# Lower Piedra fences cleared yesterday



## spencerhenry (Jun 21, 2004)

As in removed someone's fences for keeping livestock where they are supposed to be?


----------



## jamesthomas (Sep 12, 2010)

Yep.


----------



## upacreek (Mar 17, 2021)

spencerhenry said:


> As in removed someone's fences for keeping livestock where they are supposed to be?

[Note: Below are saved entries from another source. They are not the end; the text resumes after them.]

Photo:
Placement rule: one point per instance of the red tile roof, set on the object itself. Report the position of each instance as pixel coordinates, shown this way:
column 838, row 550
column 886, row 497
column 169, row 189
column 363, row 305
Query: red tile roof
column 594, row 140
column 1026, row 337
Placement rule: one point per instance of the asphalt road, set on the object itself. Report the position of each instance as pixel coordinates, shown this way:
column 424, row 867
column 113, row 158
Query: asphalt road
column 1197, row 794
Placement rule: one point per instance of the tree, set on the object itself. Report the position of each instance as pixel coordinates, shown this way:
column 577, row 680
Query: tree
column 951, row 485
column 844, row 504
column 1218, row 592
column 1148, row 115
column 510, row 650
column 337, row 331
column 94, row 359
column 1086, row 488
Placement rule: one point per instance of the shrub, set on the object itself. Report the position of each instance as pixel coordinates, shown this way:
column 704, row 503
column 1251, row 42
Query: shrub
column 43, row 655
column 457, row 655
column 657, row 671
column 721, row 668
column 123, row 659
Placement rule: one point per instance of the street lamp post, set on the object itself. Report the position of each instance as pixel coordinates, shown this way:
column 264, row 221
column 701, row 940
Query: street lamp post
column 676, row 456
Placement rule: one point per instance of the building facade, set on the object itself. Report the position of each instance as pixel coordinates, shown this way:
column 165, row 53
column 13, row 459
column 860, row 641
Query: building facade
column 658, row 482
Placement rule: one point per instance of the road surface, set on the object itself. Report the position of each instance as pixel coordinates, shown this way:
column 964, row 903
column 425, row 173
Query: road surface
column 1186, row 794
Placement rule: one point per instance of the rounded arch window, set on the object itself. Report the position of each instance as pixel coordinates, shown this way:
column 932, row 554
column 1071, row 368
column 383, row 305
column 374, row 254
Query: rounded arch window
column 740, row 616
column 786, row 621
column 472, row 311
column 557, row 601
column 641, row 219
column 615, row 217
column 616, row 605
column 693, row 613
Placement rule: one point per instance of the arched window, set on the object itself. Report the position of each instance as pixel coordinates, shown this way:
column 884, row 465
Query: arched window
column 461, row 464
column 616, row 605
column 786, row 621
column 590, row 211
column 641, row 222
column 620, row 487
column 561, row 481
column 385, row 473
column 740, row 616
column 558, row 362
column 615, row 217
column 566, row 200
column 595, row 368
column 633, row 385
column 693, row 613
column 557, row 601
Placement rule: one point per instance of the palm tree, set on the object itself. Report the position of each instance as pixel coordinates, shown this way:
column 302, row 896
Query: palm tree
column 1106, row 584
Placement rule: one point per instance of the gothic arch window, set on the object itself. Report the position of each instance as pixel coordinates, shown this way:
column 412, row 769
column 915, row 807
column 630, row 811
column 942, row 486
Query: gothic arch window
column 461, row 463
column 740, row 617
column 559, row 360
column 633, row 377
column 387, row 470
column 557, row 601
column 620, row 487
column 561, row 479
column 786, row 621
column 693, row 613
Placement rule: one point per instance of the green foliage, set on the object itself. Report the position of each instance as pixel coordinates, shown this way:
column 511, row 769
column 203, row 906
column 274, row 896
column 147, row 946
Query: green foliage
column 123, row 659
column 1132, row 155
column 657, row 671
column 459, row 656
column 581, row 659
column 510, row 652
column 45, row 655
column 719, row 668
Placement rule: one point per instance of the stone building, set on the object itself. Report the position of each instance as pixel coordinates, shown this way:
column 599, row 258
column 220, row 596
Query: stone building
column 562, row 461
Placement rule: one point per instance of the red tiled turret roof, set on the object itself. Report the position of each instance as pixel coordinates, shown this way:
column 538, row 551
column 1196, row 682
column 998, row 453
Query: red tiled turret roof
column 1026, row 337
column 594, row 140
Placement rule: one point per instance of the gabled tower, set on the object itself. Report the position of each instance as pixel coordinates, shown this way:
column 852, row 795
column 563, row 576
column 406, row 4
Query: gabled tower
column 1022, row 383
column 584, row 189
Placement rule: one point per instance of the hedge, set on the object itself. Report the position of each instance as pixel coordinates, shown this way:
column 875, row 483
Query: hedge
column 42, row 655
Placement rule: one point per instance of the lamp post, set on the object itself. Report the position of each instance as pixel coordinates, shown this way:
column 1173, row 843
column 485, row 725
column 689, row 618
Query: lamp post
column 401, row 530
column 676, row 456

In Colorado its been determined illegal to string a fence across a river or place any obstruction to prevent passage. This goes all the way back to a 1983 AG decision. So this has been known for a long long time, and many a stupidly entitled landowner have tried to pull of this kind of shady sh!t since...only to earn either a visit from the Sheriff or a more subversive snippity-snip-snip.


----------



## jamesthomas (Sep 12, 2010)

The Piedra is fenced every friggin year. And oddly, usually in different places. High water (1500cfs and up) generally rips them out but in low water years they are a huge danger. It’s a beautiful, mellow 18 mile float with a nice take out ramp. Put in is a bit sketchy though especially for bigger boats.


----------



## jgrebe (Jan 16, 2010)

Probably did the rancher a favor (though doubt he would see it that way). Easier to round up a few cows than settle a multi-million dollar lawsuit when someone dies. There are ways to "fence" a stream without creating a life threatening hazard. This is not about keeping cattle in, it's about asserting non-existent property rights.


----------



## upacreek (Mar 17, 2021)

Same issue on the Conejos below Platoro. Although I'd _heard _things got a bit better there after the local sh!theels the landowners having do this were caught in the process and politely asked to rely the message that continuation might spark escalating visits from the Monkey Wrench Gang.


----------



## foreigner (10 mo ago)

Navigable waterways. You don't own em. You own the property on either side.

Is that a state to state thing or federal law?


----------



## Andy H. (Oct 13, 2003)

foreigner said:


> Navigable waterways. You don't own em. You own the property on either side.
> 
> Is that a state to state thing or federal law?


It's a state to state thing. Sadly, in Colorado the waterways are only considered "navigable" if they were used for commerce at the time of statehood. Landowners can own the riverbed and banks on each side, and if you touch the bed as you're floating through their land, you can be prosecuted for trespassing. There's no "up to the high water mark" access in CO, unfortunately.


----------



## foreigner (10 mo ago)

Andy H. said:


> It's a state to state thing. Sadly, in Colorado the waterways are only considered "navigable" if they were used for commerce at the time of statehood. Landowners can own the riverbed and banks on each side, and if you touch the bed as you're floating through their land, you can be prosecuted for trespassing. There's no "up to the high water mark" access in CO, unfortunately.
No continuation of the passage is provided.